Huge layers of ice form and spread across continents, trapping much of Earth`s water and lowering global sea levels. Then, when Earth`s orbit causes it to receive more radiation from the sun again, the planet warms, the ice sheets melt, and sea levels rise. “You get this yo-yo of sea level changes,” Droxler says. Therefore, scientists have used the Maldives to support their theory of atoll formation. Over the years, companies such as Royal Dutch Shell have drilled into some islands and the surrounding seabed in search of oil and gas. There have also been a number of expeditions, including two ocean drilling expeditions and a sonar beam survey that revealed the topography of the seafloor around the capital island of Malé, including ancient reef terraces that were once exposed but gradually drowned at the end of the last ice age. Some atolls are also famous for another reason. Their isolation and devastation make them attractive locations for nuclear weapons testing, as countries like the United States, Britain and France have done repeatedly over the past century. The advent of the nuclear age has also provided some clues about the need to reverse the Darwin Atoll idea, Droxler adds. Beginning in the 1940s, research teams drilled into Pacific atolls such as Bikini and Eniwetok in the Marshall Islands to better understand their structure before they were destroyed by atomic bombs.

These expeditions discovered volcanic rock beneath carbonate atolls – but far too deep to support Darwin`s idea of a sinking volcano leaving an atoll behind. (Today, the residents of Bikini and Eniwetok still live with the radioactivity left by U.S. nuclear tests and the deteriorating structure of the reefs destroyed by the bombs.) Corals are made of limestone. The glue you use to make cement. Nevertheless, corals break off during severe tropical storms, drift and can pile up on top of other corals just below the surface to form a chain of islands around a central atoll. Unfortunately, they can also be very dangerous. The coral reefs surrounding the atolls often cannot be seen by boats, resulting in countless shipwrecks on the atolls throughout history. In fact, some atolls are known as dive sites, where tourists dive along reefs to explore ancient shipwrecks. This animation shows the dynamic process of coral atoll formation. Corals (depicted in beige and purple) begin to settle and grow around an oceanic island, forming a fringing reef. It can take up to 10,000 years for a fringing reef to form.
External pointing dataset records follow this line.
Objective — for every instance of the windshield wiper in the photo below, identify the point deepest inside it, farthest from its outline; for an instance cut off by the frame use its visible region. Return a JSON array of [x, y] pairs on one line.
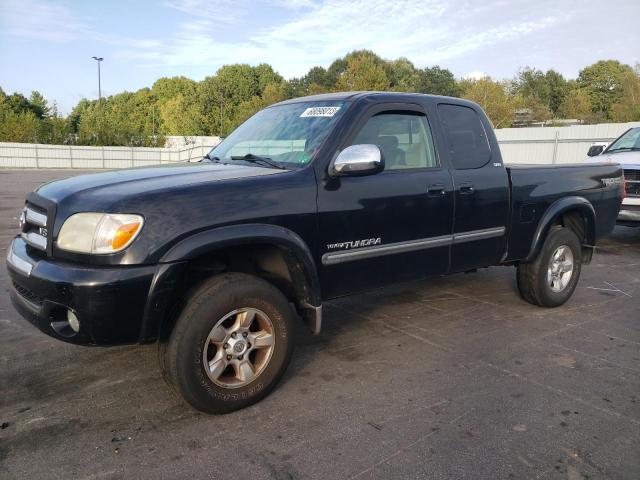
[[624, 149], [250, 157], [212, 159]]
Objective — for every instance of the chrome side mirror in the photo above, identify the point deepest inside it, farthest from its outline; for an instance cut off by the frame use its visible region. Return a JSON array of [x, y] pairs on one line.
[[595, 150], [357, 160]]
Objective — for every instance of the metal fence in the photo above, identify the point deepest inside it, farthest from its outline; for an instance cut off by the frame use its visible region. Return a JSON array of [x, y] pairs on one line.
[[556, 144], [30, 155], [518, 145]]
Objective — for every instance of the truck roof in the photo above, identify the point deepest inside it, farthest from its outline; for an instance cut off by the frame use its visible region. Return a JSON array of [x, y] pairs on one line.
[[380, 96]]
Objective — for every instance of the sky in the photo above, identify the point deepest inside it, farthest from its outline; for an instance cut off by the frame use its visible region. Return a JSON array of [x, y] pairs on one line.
[[48, 45]]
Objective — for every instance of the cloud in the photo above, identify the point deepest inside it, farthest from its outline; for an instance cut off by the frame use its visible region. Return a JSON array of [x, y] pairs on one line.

Over the next 100,000 years, if conditions are right, the reef will continue to expand. As the reef expands, the inner island usually begins to sink and the fringing reef turns into a barrier reef. When the island sinks completely underwater, leaving behind a growing coral ring with an open lagoon in the middle, it is called an atoll. The process of atoll formation can take up to 30,000,000 years. In most cases, the area of an atoll is very small compared to the total area. The islands of the atoll are low, with their heights of less than 5 meters (16 feet). In terms of total area, Lifou (1,146 km2, 442 square miles) is the largest high coral atoll in the world, followed by Rennell Island (660 km2, 250 square miles). [16] However, other sources cite Kiritimati as the largest atoll in the world. It is also a high coral atoll (321 km2, 124 square miles in area; according to other sources, even 575 km2, 222 square miles), 160 km2 (62 square miles) main lagoon, 168 km2 (65 square miles) other lagoons (according to other sources 319 km2, 123 square miles total lagoon size). What happens when changes in sea level come into play? Let`s take Hawaii as an example.